The Beauty of Balustrades

27 April 2016

In more confined hallways a glass balustrade is an excellent way of creating a light and airy feeling to your stairs generating a sense of spaciousness.

Their primary function is to provide safety, however it can be just as important to ensure the balustrade injects personality and character into a property. There are a numerous different styles which can be achieved; contemporary, or traditional, all of which can be designed in a various materials.

Thin metal vertical wires as a contemporary option for balustrades convey both lightness and strength providing great visual aesthetics. Additionally using paint to cover the balustrade structure can help match your design for example, using earthy colours on a farmhouse balustrade references its rural surroundings.

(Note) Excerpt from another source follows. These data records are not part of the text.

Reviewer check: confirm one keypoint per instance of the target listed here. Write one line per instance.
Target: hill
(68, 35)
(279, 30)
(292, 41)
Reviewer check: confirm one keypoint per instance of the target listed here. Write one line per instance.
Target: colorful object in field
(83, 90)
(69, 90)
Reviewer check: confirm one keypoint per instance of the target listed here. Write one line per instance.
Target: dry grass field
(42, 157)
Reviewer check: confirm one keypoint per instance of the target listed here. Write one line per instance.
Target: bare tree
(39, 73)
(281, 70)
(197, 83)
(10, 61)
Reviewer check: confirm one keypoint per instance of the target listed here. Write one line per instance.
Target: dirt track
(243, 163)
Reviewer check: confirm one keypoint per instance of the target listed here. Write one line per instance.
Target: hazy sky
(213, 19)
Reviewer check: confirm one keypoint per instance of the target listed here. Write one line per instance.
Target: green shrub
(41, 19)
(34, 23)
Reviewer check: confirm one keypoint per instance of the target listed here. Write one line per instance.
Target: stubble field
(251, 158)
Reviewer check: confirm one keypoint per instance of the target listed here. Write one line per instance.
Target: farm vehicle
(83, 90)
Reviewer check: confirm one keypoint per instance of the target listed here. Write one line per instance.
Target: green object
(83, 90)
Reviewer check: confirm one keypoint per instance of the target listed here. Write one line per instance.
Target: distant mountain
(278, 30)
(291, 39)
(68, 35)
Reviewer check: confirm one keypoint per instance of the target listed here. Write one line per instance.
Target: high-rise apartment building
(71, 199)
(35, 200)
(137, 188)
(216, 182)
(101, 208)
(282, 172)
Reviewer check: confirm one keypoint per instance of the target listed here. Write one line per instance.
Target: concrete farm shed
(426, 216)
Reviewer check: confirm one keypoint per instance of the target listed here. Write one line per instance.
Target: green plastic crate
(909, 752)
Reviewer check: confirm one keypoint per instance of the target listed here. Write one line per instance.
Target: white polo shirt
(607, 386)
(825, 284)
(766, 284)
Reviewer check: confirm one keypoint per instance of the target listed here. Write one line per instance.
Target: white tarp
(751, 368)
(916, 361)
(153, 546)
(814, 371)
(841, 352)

For a more traditional style, timber balustrades can add character and strength to your design. It is probably the most common material used for balustrades because of the simplicity and finishes available, such as varnishes and waxes.

IQ Glass design, fabricate and install glass balustrades perfect for a contemporary design.

glass balustrades

Requirements and Regulations

The vertical ‘riser’ of the step is allowed a rise of 15 to 22cm and the maximum pitch of a staircase is 42 degrees. The building regulations also states that the rise has to be the same for every step within the flight of stairs.

It is possible for stairs to have ‘open risers’ but these must have a rounded edge to the step ‘nosing’ of at least 16mm. The more restrictive condition for approved building regulations is that a 10cm ball cannot pass through the ‘open risers’. Additionally the headroom above any flight of stairs must be at least two metres high - measured from the ‘pitch line’ not the ‘tread’. The pitch line is an imaginary line along the tip of the nosing of the treads. This is then where the headroom is measured from the height above the nosing of a tread to the ceiling above it.

Regulations are crucial as stairs are the most hazardous features in buildings, with 80 per cent of falls occurring in descent. Therefore, one handrail is required for stairs less than one metre wide and handrails on both sides for wider stairs. Though, in general terms domestic stairs are usually 90cm wide.